Greater Mexico City is connected through a private network of toll expressways to the nearby cities of Querétaro, Toluca, Cuernavaca, Pachuca and Puebla. Internally, the Federal District is serviced by arterial roads, locally called ejes viales, while the metro area is connected by two ring roads: the Periférico and Circuito Interior, with an elevated highway running on top of the first one. In 2007 the Eje Troncal Metropolitano will be finished, a highway that will connect Xochimilco with Ciudad Azteca.

The federal government has started the construction of a toll expressway that would connect the expressways of Querétaro and Puebla, so that traffic moving across the country would not have to go into the city. The project is partially completed and local residents of the outermost municipalities use it as a high-speed alternative to travel across the suburbs without having to use the internal arterial roads of the city.

The most important public transportation is the metro, one of the largest in the world with 207 km and 175 stations, that only services Mexico City proper, even though it is further extended by the Xochimilco Light Rail and new lines A and B. A commuter train, the Tren Suburbano, serve several municipalities of the metropolitan area since it started operating by mid-2007, with new lines planned.

Unlike other large metropolitan areas, Greater Mexico City is served by only one airport, the Mexico City International Airport or best known as Benito Juárez International Airport, whose traffic exceeds the current capacity.
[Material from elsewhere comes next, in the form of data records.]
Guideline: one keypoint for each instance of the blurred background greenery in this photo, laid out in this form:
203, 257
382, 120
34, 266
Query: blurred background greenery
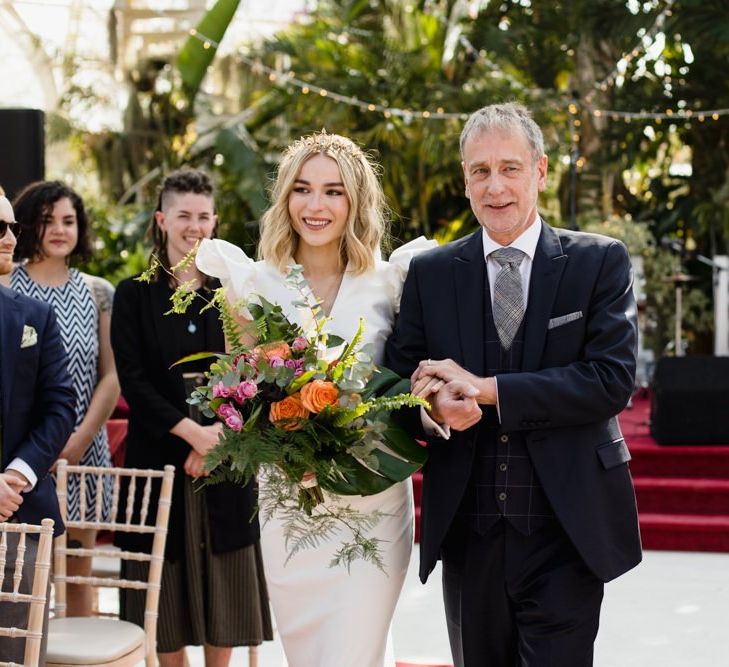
623, 89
The 2000-2006 federal administrations proposed the construction of a second airport for the metropolitan area to be located at the municipality of Texcoco. Local residents, however, opposed the project, and the government decided to build a second terminal on the restricted area of the current airport, and decentralize flights to the nearby metropolitan areas of Toluca, Puebla, Pachuca and Cuernavaca, which, along with Greater Mexico City, conform a megalopolis (known in Spanish as a corona regional or ciudad-región).